L’avenir prometteur des plantes aromatiques et médicinales

La production est encore limitée, mais l’évolution des exportations reflète un énorme potentiel. Des partenariats régions/universités sont établis pour valoriser la filière.

Avec plus de 4 200 espèces identifiées dont 800 endémiques, les plantes aromatiques et médicinales (PAM) figurent parmi les filières agricoles les plus prometteuses. Et si les recettes moyennes annuelles des ventes sont seulement de l’ordre de 5,3 MDH pour une quantité annuelle d’environ 33 000 tonnes, elles procurent des revenus alternatifs aux communautés locales, générant en moyenne quelque 500 000 journées de travail/an. La production est globalement assurée par les plantes spontanées (thym, romarin, caroubier ou encore l’armoise), alors que la part des cultivées (géranium, lavande, menthe, safran…) demeure très faible (2%).

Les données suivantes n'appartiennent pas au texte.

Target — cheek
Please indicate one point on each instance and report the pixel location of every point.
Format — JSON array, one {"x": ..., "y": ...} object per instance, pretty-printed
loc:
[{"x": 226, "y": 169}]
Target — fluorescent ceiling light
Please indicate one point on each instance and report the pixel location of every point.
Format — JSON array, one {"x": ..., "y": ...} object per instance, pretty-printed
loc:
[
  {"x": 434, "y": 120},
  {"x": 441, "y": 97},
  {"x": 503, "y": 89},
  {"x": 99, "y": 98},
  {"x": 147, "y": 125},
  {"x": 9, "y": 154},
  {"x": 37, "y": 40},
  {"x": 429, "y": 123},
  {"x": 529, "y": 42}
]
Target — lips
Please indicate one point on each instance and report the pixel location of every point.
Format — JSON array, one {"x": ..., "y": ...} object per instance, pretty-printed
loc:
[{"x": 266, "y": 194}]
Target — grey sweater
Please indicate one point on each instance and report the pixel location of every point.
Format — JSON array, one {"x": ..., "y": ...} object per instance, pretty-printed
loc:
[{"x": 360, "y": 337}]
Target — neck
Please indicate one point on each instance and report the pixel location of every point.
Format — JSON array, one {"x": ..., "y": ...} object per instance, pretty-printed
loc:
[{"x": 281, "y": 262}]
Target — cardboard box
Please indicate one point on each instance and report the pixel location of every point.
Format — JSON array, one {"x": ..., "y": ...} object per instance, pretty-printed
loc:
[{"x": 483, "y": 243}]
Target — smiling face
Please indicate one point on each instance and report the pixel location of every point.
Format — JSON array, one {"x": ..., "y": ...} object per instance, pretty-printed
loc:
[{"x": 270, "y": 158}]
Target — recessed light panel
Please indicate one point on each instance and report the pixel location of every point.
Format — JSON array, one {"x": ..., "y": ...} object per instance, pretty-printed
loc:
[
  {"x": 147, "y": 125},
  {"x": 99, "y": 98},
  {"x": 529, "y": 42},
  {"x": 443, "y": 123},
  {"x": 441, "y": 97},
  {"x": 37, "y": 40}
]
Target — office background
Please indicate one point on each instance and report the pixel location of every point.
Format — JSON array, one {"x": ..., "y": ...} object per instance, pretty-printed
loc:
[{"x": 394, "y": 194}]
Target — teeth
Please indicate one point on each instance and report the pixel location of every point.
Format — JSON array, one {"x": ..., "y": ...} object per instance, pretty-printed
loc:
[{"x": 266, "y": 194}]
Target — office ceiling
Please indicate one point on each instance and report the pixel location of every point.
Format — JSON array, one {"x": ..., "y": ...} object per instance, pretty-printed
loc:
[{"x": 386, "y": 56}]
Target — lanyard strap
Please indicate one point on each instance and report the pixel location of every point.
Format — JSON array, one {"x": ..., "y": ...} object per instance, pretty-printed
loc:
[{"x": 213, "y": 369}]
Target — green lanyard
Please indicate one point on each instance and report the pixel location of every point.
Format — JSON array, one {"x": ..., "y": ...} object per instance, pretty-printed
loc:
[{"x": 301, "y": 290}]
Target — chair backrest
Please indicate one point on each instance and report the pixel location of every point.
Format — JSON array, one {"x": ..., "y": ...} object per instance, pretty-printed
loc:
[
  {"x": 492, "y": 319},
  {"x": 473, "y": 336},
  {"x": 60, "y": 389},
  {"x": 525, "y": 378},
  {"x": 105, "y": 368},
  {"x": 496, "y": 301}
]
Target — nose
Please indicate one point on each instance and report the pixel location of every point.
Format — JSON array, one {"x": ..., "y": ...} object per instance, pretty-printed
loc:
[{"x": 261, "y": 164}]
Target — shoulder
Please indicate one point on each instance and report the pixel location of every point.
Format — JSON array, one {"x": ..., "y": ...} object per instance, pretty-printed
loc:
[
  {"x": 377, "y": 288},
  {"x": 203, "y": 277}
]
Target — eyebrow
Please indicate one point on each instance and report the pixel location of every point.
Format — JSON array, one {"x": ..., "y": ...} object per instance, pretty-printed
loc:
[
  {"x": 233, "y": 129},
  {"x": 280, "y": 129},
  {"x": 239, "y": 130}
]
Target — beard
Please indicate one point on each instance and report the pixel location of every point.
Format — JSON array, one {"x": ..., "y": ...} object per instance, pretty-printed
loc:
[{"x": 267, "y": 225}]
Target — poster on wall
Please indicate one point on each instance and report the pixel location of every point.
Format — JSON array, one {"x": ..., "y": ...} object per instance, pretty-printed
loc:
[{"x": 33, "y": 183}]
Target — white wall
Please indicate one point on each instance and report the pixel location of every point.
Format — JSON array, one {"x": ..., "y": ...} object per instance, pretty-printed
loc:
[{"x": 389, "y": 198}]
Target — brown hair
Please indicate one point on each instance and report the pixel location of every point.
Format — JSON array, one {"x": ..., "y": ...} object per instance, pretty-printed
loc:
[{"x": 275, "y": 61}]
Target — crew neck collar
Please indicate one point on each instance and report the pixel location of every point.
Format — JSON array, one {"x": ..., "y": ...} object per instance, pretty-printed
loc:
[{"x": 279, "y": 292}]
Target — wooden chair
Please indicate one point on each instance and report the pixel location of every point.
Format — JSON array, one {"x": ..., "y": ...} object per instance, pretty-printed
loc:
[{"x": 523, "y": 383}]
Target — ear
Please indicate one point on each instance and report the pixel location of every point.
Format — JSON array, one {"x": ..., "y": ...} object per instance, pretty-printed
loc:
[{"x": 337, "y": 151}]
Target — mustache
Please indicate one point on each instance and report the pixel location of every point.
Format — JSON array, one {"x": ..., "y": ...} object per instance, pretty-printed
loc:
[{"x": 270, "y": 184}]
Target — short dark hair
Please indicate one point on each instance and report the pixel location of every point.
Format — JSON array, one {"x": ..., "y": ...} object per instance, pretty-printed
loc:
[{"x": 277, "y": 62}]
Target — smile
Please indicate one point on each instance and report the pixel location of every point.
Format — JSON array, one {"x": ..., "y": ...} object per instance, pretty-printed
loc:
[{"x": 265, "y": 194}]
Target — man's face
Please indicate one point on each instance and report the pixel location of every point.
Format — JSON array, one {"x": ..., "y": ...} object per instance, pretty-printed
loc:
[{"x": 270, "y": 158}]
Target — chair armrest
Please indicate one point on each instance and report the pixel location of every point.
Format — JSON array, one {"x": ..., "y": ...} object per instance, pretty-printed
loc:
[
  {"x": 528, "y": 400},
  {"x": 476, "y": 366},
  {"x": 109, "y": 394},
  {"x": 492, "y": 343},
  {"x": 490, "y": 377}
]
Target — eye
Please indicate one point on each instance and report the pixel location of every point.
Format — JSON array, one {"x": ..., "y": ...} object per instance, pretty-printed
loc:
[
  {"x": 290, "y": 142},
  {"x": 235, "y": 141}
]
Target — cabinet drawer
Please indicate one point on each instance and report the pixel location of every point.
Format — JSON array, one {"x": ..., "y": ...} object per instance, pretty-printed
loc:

L’Etat veut engager plus de moyens pour valoriser ces produits, et faire du Maroc l’un des leaders mondiaux de la production des PAM. Une ambition que partage le Centre national de recherche scientifique français, qui a impliqué son Institut de chimie des substances naturelles, d’autant que le Maroc est le premier fournisseur du marché français.

Le Nord, région pilote en matière de valorisation

Depuis l’année 2005, les exportations marocaines des PAM connaissent une augmentation importante. Ainsi, la valeur des exportations est passée de 67 MDH en 2002 à 233 MDH en 2014. La valeur des exportations des huiles essentielles quant à elle est passée de 62 MDH en 2005 à 139 MDH en 2014.

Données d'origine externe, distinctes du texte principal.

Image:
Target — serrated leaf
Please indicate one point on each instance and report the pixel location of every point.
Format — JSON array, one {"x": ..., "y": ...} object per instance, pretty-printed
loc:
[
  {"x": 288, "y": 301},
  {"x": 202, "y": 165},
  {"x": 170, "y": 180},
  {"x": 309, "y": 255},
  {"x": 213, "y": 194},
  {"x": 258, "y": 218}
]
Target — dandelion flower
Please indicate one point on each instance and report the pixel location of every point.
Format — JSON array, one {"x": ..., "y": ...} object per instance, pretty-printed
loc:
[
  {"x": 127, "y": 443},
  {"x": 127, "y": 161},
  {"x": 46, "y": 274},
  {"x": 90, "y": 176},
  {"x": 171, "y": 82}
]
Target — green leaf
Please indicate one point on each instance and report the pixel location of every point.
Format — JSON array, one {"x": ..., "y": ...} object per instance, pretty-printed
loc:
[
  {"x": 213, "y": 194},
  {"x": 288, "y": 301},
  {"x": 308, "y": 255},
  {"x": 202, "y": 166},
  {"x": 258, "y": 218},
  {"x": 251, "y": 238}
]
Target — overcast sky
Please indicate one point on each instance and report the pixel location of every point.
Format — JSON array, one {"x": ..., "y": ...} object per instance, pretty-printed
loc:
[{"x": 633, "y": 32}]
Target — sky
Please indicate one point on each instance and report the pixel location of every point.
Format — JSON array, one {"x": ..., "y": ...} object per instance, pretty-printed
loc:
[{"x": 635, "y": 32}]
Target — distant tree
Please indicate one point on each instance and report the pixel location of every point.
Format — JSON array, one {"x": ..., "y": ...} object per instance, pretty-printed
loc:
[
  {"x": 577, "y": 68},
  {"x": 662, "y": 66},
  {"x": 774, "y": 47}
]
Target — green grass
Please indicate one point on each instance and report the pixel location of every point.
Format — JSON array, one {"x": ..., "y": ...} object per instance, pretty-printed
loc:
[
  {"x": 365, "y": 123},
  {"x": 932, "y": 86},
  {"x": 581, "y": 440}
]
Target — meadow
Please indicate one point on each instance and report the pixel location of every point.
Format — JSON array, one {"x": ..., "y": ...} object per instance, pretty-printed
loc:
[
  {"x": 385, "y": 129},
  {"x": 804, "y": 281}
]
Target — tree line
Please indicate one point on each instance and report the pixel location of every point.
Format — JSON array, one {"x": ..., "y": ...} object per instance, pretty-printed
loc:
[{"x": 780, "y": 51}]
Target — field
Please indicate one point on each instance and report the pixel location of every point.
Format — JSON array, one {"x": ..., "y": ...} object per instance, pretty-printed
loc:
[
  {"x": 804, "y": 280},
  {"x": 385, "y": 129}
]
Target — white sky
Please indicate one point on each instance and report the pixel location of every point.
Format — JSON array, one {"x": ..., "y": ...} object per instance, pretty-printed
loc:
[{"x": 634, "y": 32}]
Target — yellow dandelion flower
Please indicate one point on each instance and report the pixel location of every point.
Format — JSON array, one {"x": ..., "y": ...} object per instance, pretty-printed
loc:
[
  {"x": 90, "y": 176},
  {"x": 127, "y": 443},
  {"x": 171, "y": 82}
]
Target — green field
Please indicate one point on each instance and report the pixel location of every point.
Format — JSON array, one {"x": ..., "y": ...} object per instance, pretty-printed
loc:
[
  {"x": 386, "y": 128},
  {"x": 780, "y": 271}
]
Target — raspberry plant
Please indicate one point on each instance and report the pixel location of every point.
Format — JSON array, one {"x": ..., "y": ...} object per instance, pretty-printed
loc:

Actuellement, le Maroc est classé 12e exportateur mondial des PAM. Les principales destinations des exportations marocaines sont le marché de l’UE, mais l’ouverture sur d’autres destinations (Japon, Canada, Suisse, Espagne, Allemagne) a permis d’augmenter les volumes. La quasi-totalité de la production marocaine des plantes aromatiques et médicinales est exportée sur des marchés internationaux par le biais de négociants. Ces sociétés exportatrices assurent généralement le contrôle de qualité, le nettoyage, le tri du produit avant son emballage final.

Le Nord fait office de région pilote en matière de valorisation des PAM. En octobre dernier, le conseil de la Région de Tanger-Tétouan-Al Hoceima a signé une convention de collaboration avec l’Université Abdelmalek Essaidi pour la création d’un centre de recherche scientifique dédié à la plantation et à la production des matières dérivées de ces plantes. Il s’agit d’huiles essentielles, de préparations aromatiques et aussi des poudres à base de feuilles séchées. Outre l’aspect scientifique, le partenariat Région-Université veut développer la filière en assurant aussi un encadrement technique et professionnel pour faciliter la mise sur le marché de ces produits.